Jak poinformowała w oświadczeniu Komisja Europejska, tabletki zostałyby użyte "w szczególnych sytuacjach, by uniknąć wychwycenia radioaktywnego jodu przez tarczycę".
Komisja Europejska przekazała, że o dostawę tabletek poprosił ukraiński rząd. Mają one "podnieść poziom ochrony" wokół Zaporoskiej Elektrowni Jądrowej.
"Żadna elektrownia jądrowa nigdy nie powinna służyć za teatr wojenny. Niedopuszczalne jest narażanie życia cywilów na niebezpieczeństwo.

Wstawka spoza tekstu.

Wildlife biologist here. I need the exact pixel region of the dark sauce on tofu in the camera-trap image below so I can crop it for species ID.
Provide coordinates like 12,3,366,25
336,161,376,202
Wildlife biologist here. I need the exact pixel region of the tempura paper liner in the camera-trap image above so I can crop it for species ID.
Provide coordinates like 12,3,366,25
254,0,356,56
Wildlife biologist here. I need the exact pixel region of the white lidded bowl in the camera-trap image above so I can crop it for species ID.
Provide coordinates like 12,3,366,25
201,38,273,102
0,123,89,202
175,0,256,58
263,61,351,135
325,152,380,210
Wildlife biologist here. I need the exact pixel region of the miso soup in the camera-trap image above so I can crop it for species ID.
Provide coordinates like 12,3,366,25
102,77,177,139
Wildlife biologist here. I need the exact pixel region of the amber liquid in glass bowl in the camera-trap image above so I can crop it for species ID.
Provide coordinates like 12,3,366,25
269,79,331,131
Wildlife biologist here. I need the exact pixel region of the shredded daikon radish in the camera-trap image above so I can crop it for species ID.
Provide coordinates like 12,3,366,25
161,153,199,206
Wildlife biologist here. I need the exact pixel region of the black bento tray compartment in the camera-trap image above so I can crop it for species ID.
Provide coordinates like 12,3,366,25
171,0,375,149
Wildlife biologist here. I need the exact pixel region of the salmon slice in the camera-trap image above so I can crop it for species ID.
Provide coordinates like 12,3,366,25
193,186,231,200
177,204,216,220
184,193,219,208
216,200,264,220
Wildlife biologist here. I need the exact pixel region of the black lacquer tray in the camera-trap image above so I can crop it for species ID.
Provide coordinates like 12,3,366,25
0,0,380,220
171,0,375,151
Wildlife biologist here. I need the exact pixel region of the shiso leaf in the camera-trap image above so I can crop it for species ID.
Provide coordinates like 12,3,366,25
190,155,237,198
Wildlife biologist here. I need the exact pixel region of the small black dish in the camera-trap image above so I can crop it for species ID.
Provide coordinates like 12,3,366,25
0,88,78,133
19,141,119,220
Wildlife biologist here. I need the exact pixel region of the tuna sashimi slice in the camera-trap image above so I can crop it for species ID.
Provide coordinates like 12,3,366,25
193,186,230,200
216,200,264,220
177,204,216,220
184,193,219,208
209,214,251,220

Wszelkie działania wojskowe wokół Zaporoskiej Elektrowni Jądrowej muszą zostać natychmiast wstrzymane" - powiedział komisarz Unii Europejskiej ds. zarządzania kryzysowego Słoweniec Janez Lenarčič.
Jodek potasu stosuje się w przypadku katastrof nuklearnych lub uszkodzeń reaktorów jądrowych. Zapobiega on wychwytywaniu radioaktywnego jodu przez tarczycę, do emisji którego może dojść na skutek uszkodzeń reaktorów jądrowych.
W przypadku skażenia radioaktywny jod wychwytywany jest przez tarczycę. Zażycie nie-radioaktywnego jodu (np. w postaci jodku potasu) zapobiega przyjęciu formy radioaktywnej przez tarczycę przed lub po wystąpieniu skażenia.
Tabletek z jodkiem potasu nie należy jednak przyjmować profilaktycznie, jeśli nie ma takiego zalecenia.
Na ten tydzień zaplanowano w Zaporoskiej Elektrowni Jądrowej wizytę misji Międzynarodowej Agencji Energii Atomowej (MAEA).
Jak poinformował portal CNN, członkowie misji we wtorek rano przybyli do Kijowa. Byli widziani w jednym z lokalnych hoteli.
Wcześniej we wtorek inny doradca głowy państwa, Mychajło Podolak, powiadomił, że wojska agresora ostrzeliwują drogi, którymi misja MAEA miałaby dotrzeć do Zaporoskiej Elektrowni Atomowej. W ocenie urzędnika celem Kremla jest zmuszenie międzynarodowych ekspertów, by dojechali na miejsce przez okupowane Krym lub Donbas.
Dziennik "Wall Street Journal" podał z kolei, że eksperci powinni rozpocząć pracę na terenie elektrowni w najbliższą środę. Ma ona potrwać do soboty.
Na czele misji stoi szef MAEA Rafael Grossi, a w jej skład wchodzą m.in. eksperci z Polski, Litwy, Chin i Serbii. Brakuje z kolei specjalistów z USA i Wielkiej Brytanii.
Znajdująca się w Enerhodarze na południu Ukrainy Zaporoska Elektrownia Jądrowa jest największym tego typu obiektem w Europie. W nocy z 3 na 4 marca, kilkanaście dni po rozpoczęciu inwazji na Ukrainę, została zajęta przez wojska rosyjskie.
Na terenie obiektu stacjonuje około 500 rosyjskich żołnierzy oraz pracownicy rosyjskiego koncernu Rosatom. W sierpniu rosyjskie wojska kilkukrotnie ostrzelały teren elektrowni, co stworzyło ryzyko uwolnienia substancji promieniotwórczych. Moskwa za każdym razem oskarża o te incydenty Kijów.